I Would Give Another Horse for Such a Victory: Adjutant Bogardus at Antietam
Advancing in support of the 124th Pennsylvania through Miller's cornfield, Acting Adjutant Stephen Bogardus of the Purnell Legion from Maryland recorded the horrors he witnessed among the cornstalks.
"The cornfield was a horrible sight," he noted in a letter sent to his hometown newspaper. "A live Rebel soldier is a disgusting sight, but a dead one surpasses description. And that field was full of them, lying in all positions. Here, one shot through the heart and there, one with his leg torn off, and still farther on a trunk without a head." Soon thereafter, the Legion would advance towards the Dunker Church where Bogardus would be severely wounded in the mouth.
During the
Maryland campaign, the Purnell Legion was attached to Colonel William B.
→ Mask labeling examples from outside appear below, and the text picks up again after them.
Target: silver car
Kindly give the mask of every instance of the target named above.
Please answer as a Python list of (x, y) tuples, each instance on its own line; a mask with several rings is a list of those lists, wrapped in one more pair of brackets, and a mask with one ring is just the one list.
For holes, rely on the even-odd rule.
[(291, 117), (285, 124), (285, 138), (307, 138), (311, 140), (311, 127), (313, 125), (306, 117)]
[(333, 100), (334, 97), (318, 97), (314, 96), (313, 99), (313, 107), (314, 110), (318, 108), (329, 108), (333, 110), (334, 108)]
Goodrich’s Third Brigade of General George Greene’s Second Division of General
Joseph K.F. Mansfield’s 12th Army Corps. Shortly after entering the
field that morning, the Legion was detached and supported the advance of the
124th Pennsylvania, which was part of General Samuel W. Crawford’s
First Brigade of General Alpheus Williams’ First Division of the 12th
Corps.
Bogardus’s short letter, written just two days after the battle from a Federal field hospital near Keedysville, Maryland, first saw publication in the September 23, 1862, edition of the Poughkeepsie Eagle in his hometown of Poughkeepsie, New York.
Keedysville, Maryland
September 19, 1862
After a lapse
of many weeks, I have found an opportunity to write a few lines. The smoke of
the battle of Wednesday has not yet cleared away, still we can see enough to
know that little Mac has gained another victory. I had, together with my
regiment, the honor to participate in the fray.
Tuesday night,
we arrived on the left but at 10 p.m. we were ordered to march to the right.
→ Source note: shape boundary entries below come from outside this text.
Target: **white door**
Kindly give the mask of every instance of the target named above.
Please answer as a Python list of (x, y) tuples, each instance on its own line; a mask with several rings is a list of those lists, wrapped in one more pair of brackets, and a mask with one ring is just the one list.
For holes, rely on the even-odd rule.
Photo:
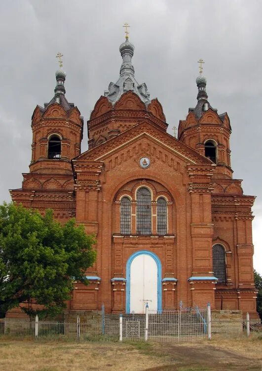
[(145, 313), (157, 310), (157, 266), (147, 254), (136, 256), (130, 267), (130, 313)]

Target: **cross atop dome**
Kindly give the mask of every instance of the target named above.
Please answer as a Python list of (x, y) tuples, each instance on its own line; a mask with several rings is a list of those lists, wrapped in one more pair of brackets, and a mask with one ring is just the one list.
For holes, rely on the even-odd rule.
[(111, 82), (108, 90), (105, 91), (105, 96), (113, 104), (119, 100), (121, 95), (131, 90), (137, 94), (146, 104), (150, 103), (150, 94), (145, 83), (139, 84), (135, 78), (135, 69), (132, 62), (135, 46), (128, 39), (128, 28), (130, 26), (125, 23), (125, 41), (119, 46), (119, 51), (123, 58), (120, 68), (120, 76), (115, 83)]
[(125, 28), (125, 40), (128, 41), (128, 35), (129, 35), (129, 33), (127, 31), (127, 29), (128, 27), (130, 27), (130, 26), (128, 24), (128, 23), (127, 23), (126, 22), (124, 24), (123, 26), (123, 27)]

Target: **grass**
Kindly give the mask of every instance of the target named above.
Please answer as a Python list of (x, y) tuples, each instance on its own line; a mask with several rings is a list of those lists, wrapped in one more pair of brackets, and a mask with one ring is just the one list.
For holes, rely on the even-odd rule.
[(119, 343), (0, 337), (0, 371), (255, 371), (261, 339)]

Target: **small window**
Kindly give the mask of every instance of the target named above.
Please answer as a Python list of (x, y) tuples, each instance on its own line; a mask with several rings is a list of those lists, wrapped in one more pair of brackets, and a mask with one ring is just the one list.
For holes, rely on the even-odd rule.
[(167, 233), (166, 201), (163, 197), (157, 200), (156, 206), (157, 233), (164, 235)]
[(61, 140), (57, 135), (52, 135), (48, 140), (49, 160), (58, 160), (61, 156)]
[(211, 140), (205, 143), (205, 156), (215, 164), (217, 163), (216, 146)]
[(213, 270), (218, 283), (225, 283), (225, 253), (223, 246), (218, 243), (213, 247)]
[(151, 193), (148, 188), (137, 193), (137, 233), (151, 234)]
[(120, 207), (120, 233), (122, 234), (131, 233), (131, 201), (128, 197), (121, 200)]

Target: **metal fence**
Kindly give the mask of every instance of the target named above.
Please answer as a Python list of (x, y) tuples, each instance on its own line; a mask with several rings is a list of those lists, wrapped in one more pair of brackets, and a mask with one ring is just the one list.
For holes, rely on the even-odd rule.
[(146, 314), (104, 315), (83, 321), (34, 321), (0, 320), (0, 337), (45, 337), (88, 340), (120, 340), (178, 342), (216, 336), (262, 334), (260, 320), (211, 320), (210, 306), (179, 311), (150, 312)]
All night, the pickets and skirmishers were firing upon each other but the ball
did not open until daylight. Then the artillery commenced playing and in a few
moments the roar of cannons and the rattle of musketry combined with the groans
and shrieks of the wounded and dying made a scene that cannot be put on paper.
About 7 a.m.,
our brigade was ordered forward as a first reserve. The boys went willingly,
although they had had nothing to east since the night before. In a little while,
we were ordered to advance and enter into action. At the double quick, we
marched to the conflict. We were on the right under Hooker, Fighting Joe as he
is called. We were ordered to take the cornfield and to support the 124th
Pennsylvania Volunteers, a new regiment, which we did until about noon.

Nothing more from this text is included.